ASA 127th Meeting M.I.T. 1994 June 6-10

5pSP16. Neurophysiologic bases of pitch and place of articulation perception: A case study.

A. Sharma

N. Kraus

T. Carrell

C. Thompson

Dept. of Commun. Sci. & Disord., Searle Bldg., 2299 N. Campus Dr., Northwestern Univ., Evanston, IL 60208

Behavioral and neurophysiologic correlates of pitch and phoneme perception were investigated in a 42-year-old male with a unilateral cortical lesion (due to left hemisphere frontal-temporal-parietal craniotomy). Functional impairment of his speech perception ability was reflected in his behavioral performance. Electrophysiologic measures (ABR, MLR, MMN) were used to assess the underlying neurophysiologic processes. In the behavioral experiment the stimuli were synthesized syllables differing in place of articulation (/da/, /ga/) and pitch (high, low). The pitch and place differences were equally discriminable. A same-different behavioral discrimination task revealed that the subjects discrimination of pitch was intact, however his discrimination of place was severly impaired. The mismatch negativity (MMN) auditory-evoked potential is a pre-attentive neurophysiologic index of acoustic change. Of interest was whether the MMN would reflect the selective impairment in phonetic perception at a pre-attentive level.

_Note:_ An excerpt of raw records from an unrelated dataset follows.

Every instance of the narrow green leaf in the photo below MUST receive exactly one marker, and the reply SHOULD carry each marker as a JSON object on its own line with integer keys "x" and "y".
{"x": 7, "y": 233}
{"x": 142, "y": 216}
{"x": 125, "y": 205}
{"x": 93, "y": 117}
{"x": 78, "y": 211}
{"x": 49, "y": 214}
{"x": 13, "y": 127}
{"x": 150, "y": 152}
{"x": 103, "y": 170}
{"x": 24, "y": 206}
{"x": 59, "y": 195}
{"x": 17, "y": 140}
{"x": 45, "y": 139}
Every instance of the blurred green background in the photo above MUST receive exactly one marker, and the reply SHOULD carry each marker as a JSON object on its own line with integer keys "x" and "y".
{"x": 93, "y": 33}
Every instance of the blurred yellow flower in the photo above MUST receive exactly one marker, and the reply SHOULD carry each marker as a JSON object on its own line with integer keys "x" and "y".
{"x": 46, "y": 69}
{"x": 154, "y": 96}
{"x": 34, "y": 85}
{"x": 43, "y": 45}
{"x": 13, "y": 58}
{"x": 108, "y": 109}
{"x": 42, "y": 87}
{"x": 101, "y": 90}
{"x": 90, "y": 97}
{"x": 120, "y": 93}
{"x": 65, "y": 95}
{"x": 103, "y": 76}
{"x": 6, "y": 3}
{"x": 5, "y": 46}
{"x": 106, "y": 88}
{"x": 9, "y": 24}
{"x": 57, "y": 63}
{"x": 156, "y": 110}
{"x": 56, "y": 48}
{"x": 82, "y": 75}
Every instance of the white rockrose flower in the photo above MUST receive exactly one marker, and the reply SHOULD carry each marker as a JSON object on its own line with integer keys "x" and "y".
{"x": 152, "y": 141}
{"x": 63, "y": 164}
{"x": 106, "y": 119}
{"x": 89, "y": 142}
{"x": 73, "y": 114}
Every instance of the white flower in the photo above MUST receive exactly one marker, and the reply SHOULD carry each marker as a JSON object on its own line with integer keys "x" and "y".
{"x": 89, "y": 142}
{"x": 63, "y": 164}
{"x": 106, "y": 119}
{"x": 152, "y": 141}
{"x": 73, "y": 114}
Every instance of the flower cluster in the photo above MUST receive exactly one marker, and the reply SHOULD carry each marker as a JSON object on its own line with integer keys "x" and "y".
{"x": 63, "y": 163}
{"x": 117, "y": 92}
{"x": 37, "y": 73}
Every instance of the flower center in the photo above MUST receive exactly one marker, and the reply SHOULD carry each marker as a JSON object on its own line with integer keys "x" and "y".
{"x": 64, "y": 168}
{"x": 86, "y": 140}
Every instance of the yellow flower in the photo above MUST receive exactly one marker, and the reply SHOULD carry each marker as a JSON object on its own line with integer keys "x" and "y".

Results revealed that the MMN was elicited by pitch differences in speech stimuli but not by place differences (i.e., consistent with behavioral discrimination). Thus the MMN appears to reflect the distinct neuroanatomic sites that underlie processing of different auditory stimulus attributes. Theoretical implications for neurophysiologic processes underlying pitch and place of articulation perception will be discussed.